La spiritualité fait partie de la sphère privée des résidents et des travailleurs. Cependant, l’institution en tant que telle, comme chaque groupe de vie ou chaque atelier, comporte une dimension spirituelle. Celle-ci prend notamment forme en la mission et comment cette mission est incarnée, c’est-à-dire en l’éthique défendue et pratiquée.

La Constitution fédérale stipule : Article 15 Liberté de conscience et de croyance :

1 La liberté de conscience et de croyance est garantie.

2 Toute personne a le droit de choisir librement sa religion ainsi que de se forger ses convictions philosophiques et de les professer individuellement ou en communauté.

3 Toute personne a le droit d’adhérer à une communauté religieuse ou d’y appartenir et de suivre un enseignement religieux.

4 Nul ne peut être contraint d’adhérer à une communauté religieuse ou d’y appartenir, d’accomplir un acte religieux ou de suivre un enseignement religieux.

La Constitution vaudoise stipule dans son article 169.1 :

« L’Etat tient compte de la dimension spirituelle de la personne humaine. »

D’autres articles peuvent entrer en ligne de compte quand on parle des besoins des personnes :

Article 9 Dignité humaine

« La dignité humaine est respectée et protégée. »

En conséquence, l’institution, par délégation, est aussi responsable de l’accompagnement spirituel de ses résidents et travailleurs.
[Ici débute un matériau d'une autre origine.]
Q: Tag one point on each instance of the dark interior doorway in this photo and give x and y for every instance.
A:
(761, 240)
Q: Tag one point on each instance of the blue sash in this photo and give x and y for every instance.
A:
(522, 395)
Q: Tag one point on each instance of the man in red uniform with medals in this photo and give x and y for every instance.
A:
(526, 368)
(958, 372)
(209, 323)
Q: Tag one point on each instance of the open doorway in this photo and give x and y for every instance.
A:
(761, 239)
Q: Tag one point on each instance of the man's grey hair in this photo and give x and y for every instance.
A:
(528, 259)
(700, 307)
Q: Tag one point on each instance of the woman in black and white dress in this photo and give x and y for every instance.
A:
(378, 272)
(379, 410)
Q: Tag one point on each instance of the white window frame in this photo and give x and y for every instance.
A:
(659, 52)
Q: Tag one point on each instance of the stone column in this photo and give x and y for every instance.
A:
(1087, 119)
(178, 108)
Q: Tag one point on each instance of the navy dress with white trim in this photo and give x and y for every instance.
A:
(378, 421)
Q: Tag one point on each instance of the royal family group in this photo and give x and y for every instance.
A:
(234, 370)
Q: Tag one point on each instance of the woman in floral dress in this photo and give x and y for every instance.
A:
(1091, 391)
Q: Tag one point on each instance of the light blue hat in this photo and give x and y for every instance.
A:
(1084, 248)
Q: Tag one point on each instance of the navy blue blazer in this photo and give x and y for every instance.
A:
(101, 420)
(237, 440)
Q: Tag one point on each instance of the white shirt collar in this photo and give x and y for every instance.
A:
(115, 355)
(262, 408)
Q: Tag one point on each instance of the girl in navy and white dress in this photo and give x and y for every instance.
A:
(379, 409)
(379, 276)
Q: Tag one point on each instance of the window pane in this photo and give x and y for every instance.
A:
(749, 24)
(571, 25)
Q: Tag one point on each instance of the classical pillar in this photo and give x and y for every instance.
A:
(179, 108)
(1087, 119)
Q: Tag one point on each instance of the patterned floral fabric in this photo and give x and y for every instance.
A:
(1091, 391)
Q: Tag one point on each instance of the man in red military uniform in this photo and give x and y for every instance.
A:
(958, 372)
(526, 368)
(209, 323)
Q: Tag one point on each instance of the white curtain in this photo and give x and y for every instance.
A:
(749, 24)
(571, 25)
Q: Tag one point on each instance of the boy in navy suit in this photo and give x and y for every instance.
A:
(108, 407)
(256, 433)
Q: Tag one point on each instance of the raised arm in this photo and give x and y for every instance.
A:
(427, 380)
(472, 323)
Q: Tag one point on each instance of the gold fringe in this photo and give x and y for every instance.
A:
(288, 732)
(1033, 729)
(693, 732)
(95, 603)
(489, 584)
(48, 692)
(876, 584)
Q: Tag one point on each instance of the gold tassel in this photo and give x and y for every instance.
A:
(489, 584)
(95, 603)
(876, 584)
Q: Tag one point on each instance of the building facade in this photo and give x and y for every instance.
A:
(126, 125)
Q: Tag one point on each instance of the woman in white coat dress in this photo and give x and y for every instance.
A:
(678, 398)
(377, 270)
Cependant, spiritualité n’est pas à confondre avec religion. La spiritualité est plus vaste ; elle englobe tout ce qui touche au sens, à la transcendance, aux valeurs. Concrètement, elle prend forme en l’art, l’éthique et la religion, c’est-à-dire en ce qui est ou qui n’est pas beau, bien ou juste. Tout collaborateur d’une institution socio-éducative comme l’Institution de Lavigny a donc d’une manière ou d’une autre part à la spiritualité de la maison et en est responsable dans l’accompagnement des résidents et travailleurs, au même titre qu’il l’est par rapport à leur santé physique, affective et sociale.